2. Too much air or too much heat. Fire (or smoke) requires fuel, air, and heat. Others have speculated that you might be getting too much heat from the proximity to the heating element. You can easily test that by moving the AMNPS up one rack, or putting an insulator under the AMNPS (you may need to elevate it a little if your insulator doesn't permit airflow into the underside). As for air, you say you only have a few holes providing air to the smoker, but if the door gasket is loose, you might be getting air from a small gap in the door. I couldn't tell what brand of smoker you are using, but on my MES, the latch has a tightness adjustment, and from the factory, mine was too loose and I had to tighten it.

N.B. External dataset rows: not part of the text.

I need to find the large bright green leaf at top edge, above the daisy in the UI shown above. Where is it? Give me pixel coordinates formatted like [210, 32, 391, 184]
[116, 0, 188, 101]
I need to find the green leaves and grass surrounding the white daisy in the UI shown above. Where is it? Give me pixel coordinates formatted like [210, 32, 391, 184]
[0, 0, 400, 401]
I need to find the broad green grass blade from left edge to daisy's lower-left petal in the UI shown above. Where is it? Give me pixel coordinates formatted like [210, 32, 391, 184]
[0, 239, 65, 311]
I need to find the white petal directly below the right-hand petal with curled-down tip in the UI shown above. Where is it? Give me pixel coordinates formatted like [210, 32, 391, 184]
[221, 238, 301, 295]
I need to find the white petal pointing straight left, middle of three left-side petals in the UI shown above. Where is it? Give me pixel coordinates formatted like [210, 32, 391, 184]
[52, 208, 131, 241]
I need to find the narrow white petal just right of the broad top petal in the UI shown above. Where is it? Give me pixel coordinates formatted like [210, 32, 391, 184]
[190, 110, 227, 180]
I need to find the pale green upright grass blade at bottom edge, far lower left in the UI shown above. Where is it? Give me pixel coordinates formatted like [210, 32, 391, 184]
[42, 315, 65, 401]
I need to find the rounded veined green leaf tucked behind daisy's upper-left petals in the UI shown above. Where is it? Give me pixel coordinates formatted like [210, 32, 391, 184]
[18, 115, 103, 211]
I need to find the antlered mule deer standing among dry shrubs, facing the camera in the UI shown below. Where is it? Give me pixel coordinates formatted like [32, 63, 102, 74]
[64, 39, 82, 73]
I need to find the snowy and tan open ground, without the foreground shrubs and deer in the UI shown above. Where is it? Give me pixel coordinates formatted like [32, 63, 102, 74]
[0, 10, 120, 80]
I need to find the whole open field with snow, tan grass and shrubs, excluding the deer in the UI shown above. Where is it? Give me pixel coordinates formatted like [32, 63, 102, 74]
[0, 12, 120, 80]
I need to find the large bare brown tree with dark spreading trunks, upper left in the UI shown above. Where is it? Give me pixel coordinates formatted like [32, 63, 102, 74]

3. Packing density. This is mostly a function of the chip size and length. I posted earlier this year about having the opposite experience to yours, where my AMNPS kept going out, after never having gone out for several years. This happened because I used the chips from the bottom of a large bag that were full of dust from all the other pellets. What I found is that if you combine dust and chips, that ends up plugging up the air between the chips and you don't get enough air into the mixture to sustain combustion. Your picture looks just the opposite, where the long length of your chips leaves a lot of air between them. So, my last suggestion would be to fill the AMNPS a little closer to the top; shake it a bit; and then press down a little (don't get carried away) to try to reduce the gaps between the chips.


----------